The origins of innovation and novelty lie in exapted enzymes that perform both a native or canonical role but also possess a number of often fortuitous side functions that allow them to ‘moonlight’ in different roles if and when necessary. The nature and evolution of such enzyme promiscuity has been reviewed previously and interested readers can consult Copley [20,21], Bergthorsson et al. [3], and Kheronsky et al. [22] for further details. Microbial studies of adaptation to novel resources [17,2325] or toxins such as antibiotics [26,27] provide many examples of the importance of exaptation as a first step in ecological innovation.
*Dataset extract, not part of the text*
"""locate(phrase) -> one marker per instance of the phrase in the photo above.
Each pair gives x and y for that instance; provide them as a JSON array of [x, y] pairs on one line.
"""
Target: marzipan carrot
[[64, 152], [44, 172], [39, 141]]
The second step involves population expansion, typically through gene amplification. There is good evidence that amplifications have contributed to the emergence of many different novel phenotypes, from proteins [9,28] to morphologies and body plans [6,29,30] in many taxonomic groups [3133]. While they can be as small as a few base pairs or as large as entire chromosomes (aneuploidy) or genomes (polyploidy), the amplifications thought to most often underlie novel gene functions are of intermediate size and caused by homologous recombination between sites on sister chromatids resulting in tandem duplications of kilo- or mega-base regions [8,34]. Amplifications occur frequently, especially in microbes, but they are usually unstable and costly so can be lost quickly [35]. The EAD model solves this problem by invoking selection on the amplification itself through increased enzyme production leading to population expansion [8], and there is good evidence for this mechanism from microbial experiments [3646] Yet, amplifications are not the only route to population expansion. Toll-Riera et al. [47], for example, found amplifications in only 4% of Pseudomonas aeruginosa lineages that had evolved the ability to metabolize a novel resource not previously used by the ancestral strain, with mutations in transcription factors leading to the de-regulation of alternative metabolic pathways being far more common. Similar results have been observed for the recovery of glucose metabolism [48,49] and growth on novel substrates [50,51] in E. coli as well as biofilm formation in P. fluorescens [5254]. The environmental context within which selection happens can also play a role: growth on a readily-used, native substrate together with a novel resource, stressor, or toxin can support sufficiently large population sizes for long enough to access rare beneficial mutations allowing improved growth in the novel condition [15,51,5557]. Indeed, this principle – ensuring population viability in the presence of a novel substrate by supplementing the growth medium with a native substrate – is common practice in microbiology, biochemistry, and bioengineering where the aim is to isolate novel metabolic or toxin-degrading variants [58,59].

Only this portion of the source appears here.